“I’m not sure if I should hang any pictures on the wall.” That was my friend’s response after I asked him how his new job was going. He went on: “All I know for sure is that I am going to get paid next month. Beyond that, nothing is guaranteed.”
Last weekend I heard an advertising executive say when asked about trends in marketing: “Anyone who says they know what is coming next and where this is all going is lying. They don’t. None of us do.”
This is the new reality. I don’t know anyone who is able to be certain about their work future, their health, or what is coming down the pike in their life. In the ancient words of the King James Bible, “It doth not yet appear what we shall be.”
Most of us are a bit on edge about all this uncertainty. If you are out of work, or have received an ominous medical report, you are probably more than on edge. Terrified maybe, and I would be too.

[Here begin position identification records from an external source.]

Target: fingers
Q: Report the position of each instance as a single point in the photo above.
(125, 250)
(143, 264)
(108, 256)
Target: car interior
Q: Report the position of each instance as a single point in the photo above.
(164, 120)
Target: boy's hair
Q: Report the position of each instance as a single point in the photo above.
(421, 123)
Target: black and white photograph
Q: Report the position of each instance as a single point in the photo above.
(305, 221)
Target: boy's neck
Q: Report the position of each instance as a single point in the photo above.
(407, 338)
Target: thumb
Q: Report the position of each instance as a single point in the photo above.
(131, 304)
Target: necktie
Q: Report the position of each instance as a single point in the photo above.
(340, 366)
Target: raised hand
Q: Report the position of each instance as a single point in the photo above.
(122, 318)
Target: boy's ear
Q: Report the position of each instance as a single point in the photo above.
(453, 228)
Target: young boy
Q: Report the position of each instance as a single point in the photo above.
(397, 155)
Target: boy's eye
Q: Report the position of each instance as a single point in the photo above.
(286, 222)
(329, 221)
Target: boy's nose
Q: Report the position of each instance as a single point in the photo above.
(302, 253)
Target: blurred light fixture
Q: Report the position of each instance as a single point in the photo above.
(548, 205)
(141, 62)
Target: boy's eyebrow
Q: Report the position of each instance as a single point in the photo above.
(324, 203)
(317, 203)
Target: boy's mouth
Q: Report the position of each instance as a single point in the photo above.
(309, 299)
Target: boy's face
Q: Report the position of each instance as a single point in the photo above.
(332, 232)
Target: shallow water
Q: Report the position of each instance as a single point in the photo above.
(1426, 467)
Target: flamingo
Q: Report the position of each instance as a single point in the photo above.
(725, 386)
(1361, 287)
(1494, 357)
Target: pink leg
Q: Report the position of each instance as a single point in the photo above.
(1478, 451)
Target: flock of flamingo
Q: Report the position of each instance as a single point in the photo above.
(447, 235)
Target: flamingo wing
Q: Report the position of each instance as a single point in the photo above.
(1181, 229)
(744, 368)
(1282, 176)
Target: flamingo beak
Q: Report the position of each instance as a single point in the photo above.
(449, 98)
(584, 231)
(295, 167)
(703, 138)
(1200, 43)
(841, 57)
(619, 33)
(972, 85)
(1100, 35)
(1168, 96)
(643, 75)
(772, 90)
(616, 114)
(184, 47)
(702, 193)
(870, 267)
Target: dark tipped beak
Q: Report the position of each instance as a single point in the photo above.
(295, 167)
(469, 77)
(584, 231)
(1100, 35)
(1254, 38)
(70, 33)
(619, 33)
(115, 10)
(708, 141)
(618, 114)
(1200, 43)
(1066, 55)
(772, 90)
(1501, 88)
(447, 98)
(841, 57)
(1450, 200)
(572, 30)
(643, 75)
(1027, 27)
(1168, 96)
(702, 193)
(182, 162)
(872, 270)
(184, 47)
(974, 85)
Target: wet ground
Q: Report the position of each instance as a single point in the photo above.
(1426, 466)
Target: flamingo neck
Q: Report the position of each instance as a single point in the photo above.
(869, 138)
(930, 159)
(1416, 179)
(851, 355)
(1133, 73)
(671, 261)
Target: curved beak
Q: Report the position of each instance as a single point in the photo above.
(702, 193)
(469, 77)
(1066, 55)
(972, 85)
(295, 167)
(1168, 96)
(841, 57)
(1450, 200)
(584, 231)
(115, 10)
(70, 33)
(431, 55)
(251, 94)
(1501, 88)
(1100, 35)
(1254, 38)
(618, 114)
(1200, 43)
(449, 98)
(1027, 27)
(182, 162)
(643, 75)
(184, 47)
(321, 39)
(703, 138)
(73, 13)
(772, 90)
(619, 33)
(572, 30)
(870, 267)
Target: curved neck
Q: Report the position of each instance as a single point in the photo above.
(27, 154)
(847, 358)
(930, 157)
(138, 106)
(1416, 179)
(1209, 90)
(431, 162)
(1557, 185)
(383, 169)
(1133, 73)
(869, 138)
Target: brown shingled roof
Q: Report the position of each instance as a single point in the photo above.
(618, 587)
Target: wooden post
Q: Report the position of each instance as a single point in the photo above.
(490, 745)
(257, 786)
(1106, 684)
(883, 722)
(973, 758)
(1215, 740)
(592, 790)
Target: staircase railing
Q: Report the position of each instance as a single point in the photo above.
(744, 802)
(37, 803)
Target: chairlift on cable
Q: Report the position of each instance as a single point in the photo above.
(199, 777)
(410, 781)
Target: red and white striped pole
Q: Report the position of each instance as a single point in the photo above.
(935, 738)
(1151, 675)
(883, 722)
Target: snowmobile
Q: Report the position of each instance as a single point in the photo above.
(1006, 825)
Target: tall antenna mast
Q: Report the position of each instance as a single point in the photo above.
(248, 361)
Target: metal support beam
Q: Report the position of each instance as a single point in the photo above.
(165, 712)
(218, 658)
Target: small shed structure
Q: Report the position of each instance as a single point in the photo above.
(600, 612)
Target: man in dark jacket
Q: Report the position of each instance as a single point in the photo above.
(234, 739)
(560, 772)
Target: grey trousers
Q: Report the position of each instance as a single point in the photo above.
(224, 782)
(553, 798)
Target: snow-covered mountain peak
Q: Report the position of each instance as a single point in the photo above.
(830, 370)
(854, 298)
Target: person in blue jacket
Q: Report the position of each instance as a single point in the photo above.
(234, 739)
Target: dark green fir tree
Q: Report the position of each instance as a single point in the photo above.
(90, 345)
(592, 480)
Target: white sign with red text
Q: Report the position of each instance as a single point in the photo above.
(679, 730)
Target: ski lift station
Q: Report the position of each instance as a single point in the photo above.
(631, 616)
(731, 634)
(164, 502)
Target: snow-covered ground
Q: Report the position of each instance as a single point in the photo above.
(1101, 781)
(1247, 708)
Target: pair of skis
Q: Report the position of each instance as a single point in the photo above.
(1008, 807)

In the face of this ambiguity, and in an earlier time, Oswald Chambers wrote:
The nature of spiritual life is that we are certain in our uncertainty. Certainty is the mark of the common-sense life; gracious uncertainty is the mark of the spiritual life. To be certain of God means that we are uncertain in all our ways, we do not know what a day may ring forth.
Certainty isn’t exactly how I would put it. There are days when my spiritual life is as uncertain as anything, and I wonder (along with the Psalmist and Jesus) exactly where God has gone. But there are more days when, if not certain of God’s presence in the uncertainty, I trust it.
I can live without certainty. But trust? That I need.